La primera ministra danesa, Mette Frederiksen, ha calificado una vez más de “inaceptables” las amenazas del republicano de hacerse con el control de la isla ártica. Pero Trump ha reiterado en las últimas horas que “de alguna manera EE UU va a quedarse con Groenlandia”.

Ucrania y Groenlandia son parte de la misma jugada: tras Venezuela, la sacudida trumpista puede llegar a Europa si Estados Unidos abandona a su suerte a Kiev o decide replicar la intervención en Venezuela en suelo europeo, en territorio OTAN, a pesar de la posibilidad de dinamitar la Alianza Atlántica.

Ucrania sigue siendo un avispero ante los recientes avances de Rusia. Y ha provocado en las últimas semanas auténticos quebraderos de cabeza en las instituciones europeas: el no rotundo de Bélgica a usar los fondos rusos congelados, albergados en su mayor parte por la financiera Euroclear, con sede en Bruselas, obligó a los jefes de Estado y de Gobierno de la UE reunidos en diciembre a optar por la alternativa de emitir deuda conjunta para financiar las necesidades más inmediatas ucranias. Un acuerdo del que quedaron excluidos, por petición propia, los principales aliados de Moscú en territorio europeo: República Checa, Hungría y Eslovaquia.

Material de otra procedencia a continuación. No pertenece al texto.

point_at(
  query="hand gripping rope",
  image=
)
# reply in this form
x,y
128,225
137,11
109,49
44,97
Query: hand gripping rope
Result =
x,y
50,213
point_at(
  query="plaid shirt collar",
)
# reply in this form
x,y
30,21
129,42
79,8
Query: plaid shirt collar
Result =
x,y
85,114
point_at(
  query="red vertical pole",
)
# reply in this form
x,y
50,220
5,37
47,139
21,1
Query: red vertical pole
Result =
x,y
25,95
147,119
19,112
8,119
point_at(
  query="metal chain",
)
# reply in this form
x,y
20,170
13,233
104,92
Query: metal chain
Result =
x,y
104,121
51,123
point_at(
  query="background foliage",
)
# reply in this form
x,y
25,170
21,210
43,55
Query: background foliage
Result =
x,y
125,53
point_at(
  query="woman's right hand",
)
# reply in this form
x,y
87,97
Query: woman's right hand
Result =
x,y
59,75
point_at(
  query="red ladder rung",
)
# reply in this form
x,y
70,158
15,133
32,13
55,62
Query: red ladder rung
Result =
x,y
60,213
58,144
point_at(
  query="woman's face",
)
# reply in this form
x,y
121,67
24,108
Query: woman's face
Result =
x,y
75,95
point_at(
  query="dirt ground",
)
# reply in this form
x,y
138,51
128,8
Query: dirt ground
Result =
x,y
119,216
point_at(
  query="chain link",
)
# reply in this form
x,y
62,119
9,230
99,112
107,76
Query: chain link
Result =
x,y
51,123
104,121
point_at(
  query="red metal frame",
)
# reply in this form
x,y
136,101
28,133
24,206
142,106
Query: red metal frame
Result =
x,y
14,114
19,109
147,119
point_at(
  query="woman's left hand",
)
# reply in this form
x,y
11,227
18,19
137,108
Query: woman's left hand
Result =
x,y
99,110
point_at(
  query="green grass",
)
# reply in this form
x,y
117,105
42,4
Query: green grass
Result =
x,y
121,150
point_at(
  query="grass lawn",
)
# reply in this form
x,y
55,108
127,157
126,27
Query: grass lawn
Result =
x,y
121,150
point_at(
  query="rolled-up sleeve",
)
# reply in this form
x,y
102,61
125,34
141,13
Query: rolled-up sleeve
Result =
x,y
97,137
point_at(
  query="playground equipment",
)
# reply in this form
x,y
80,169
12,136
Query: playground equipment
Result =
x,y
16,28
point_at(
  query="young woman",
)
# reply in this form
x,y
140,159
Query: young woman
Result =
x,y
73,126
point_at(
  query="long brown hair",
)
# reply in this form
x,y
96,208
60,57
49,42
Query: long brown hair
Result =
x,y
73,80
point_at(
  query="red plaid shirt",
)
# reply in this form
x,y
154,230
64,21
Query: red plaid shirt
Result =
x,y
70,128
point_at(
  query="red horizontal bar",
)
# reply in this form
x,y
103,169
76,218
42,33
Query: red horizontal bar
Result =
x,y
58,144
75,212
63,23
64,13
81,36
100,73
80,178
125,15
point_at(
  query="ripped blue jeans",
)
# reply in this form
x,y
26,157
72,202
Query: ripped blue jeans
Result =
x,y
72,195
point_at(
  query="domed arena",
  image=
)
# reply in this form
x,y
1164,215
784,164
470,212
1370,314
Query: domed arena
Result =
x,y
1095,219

Pese a todo, la UE quiso sacar pecho del acuerdo logrado: “Hemos cumplido con el compromiso de financiar a Ucrania para los próximos dos años con 90.000 millones de euros, y acordado que Ucrania solo devolverá ese dinero cuando Rusia pague por los daños causados por la guerra. Además, mantendremos inmovilizados los activos rusos hasta que Rusia pague”, declaró al término de la cita el presidente del Consejo Europeo, António Costa.

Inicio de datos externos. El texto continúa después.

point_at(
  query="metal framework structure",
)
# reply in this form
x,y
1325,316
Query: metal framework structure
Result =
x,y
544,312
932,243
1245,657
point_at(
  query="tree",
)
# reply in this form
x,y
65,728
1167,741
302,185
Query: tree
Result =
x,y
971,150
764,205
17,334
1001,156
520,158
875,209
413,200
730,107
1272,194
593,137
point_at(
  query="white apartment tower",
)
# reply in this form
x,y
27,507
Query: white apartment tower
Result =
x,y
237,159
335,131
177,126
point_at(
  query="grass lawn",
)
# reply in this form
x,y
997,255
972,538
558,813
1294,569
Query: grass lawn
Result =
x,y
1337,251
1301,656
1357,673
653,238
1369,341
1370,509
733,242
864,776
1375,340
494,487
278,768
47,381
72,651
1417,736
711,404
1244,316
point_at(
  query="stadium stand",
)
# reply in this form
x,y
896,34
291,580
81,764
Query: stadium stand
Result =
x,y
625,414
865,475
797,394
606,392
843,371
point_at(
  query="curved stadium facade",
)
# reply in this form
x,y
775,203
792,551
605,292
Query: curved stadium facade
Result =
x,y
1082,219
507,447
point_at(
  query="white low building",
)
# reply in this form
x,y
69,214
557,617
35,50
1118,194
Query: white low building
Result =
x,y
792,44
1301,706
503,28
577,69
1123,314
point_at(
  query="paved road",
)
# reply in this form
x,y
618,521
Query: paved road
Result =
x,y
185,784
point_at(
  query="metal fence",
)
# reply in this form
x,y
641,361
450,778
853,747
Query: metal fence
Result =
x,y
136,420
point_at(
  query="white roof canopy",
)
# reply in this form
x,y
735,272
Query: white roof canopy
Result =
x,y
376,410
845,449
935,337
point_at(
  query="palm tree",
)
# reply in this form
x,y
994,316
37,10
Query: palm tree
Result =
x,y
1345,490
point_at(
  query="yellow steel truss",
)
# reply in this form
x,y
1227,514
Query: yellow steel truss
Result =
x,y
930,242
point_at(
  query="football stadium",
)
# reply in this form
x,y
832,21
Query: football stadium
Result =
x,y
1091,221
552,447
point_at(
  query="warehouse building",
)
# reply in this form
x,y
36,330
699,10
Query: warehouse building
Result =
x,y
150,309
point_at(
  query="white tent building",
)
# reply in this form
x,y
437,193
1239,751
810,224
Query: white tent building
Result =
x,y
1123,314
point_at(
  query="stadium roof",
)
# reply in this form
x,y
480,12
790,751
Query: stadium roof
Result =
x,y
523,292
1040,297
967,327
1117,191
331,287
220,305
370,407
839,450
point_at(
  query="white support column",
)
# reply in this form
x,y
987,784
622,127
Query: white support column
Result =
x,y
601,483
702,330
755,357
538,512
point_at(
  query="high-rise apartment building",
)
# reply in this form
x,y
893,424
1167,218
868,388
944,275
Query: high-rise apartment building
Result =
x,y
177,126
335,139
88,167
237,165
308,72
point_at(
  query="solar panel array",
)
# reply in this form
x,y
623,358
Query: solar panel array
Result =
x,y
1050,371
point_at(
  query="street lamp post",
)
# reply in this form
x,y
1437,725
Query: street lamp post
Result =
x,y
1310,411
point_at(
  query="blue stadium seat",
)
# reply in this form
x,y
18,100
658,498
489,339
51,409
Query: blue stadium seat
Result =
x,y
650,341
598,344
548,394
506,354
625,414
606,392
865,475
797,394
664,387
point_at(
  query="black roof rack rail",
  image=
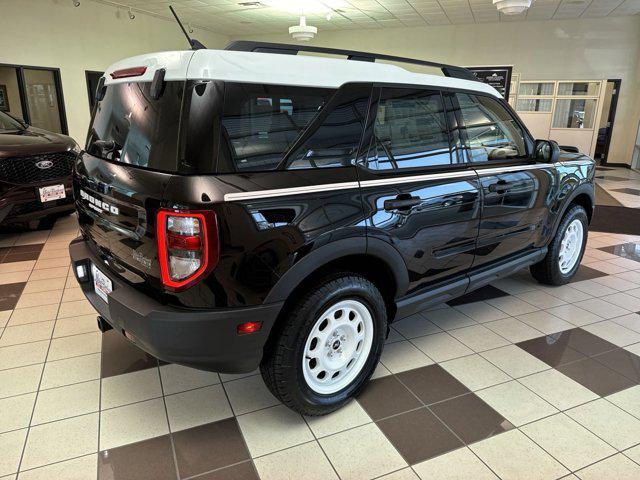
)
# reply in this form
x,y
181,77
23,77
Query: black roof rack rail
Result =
x,y
289,49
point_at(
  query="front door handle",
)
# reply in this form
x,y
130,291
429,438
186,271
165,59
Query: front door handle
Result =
x,y
402,202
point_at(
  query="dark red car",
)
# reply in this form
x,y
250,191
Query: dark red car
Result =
x,y
35,172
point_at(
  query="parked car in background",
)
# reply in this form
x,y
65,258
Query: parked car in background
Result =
x,y
35,172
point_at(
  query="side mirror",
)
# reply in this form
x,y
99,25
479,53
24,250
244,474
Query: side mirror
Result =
x,y
546,151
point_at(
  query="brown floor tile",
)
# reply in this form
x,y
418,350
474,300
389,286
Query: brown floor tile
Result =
x,y
209,447
596,377
432,384
551,349
120,356
150,459
242,471
419,435
471,418
623,362
386,396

Tras ese acuerdo político cerrado en diciembre, faltaban los detalles del préstamo: eso es lo que se decide hoy en Bruselas, en la primera reunión a nivel de comisarios del año recién estrenado y con las agendas venezolana, groenlandesa e iraní al rojo vivo. Según las fuentes consultadas, el dinero se dará con condicionantes: ante todo, debe gastarse en Ucrania y en la UE. La única excepción es clara: si el bloque europeo no es capaz de proporcionar en un tiempo determinado material militar —por ejemplo un tanque cuya entrega vaya a tardar tres años—, ese material se podrá adquirir fuera de las fronteras comunitarias.

El dinero se utiliza principalmente para la industria de defensa de Ucrania y la UE, y para otros fines, y en terceros países, solo cuando Ucrania justifica el motivo, puntualizan las fuentes consultadas. Las compras del material made in Europe eran una demanda insistente de varios países, especialmente Francia.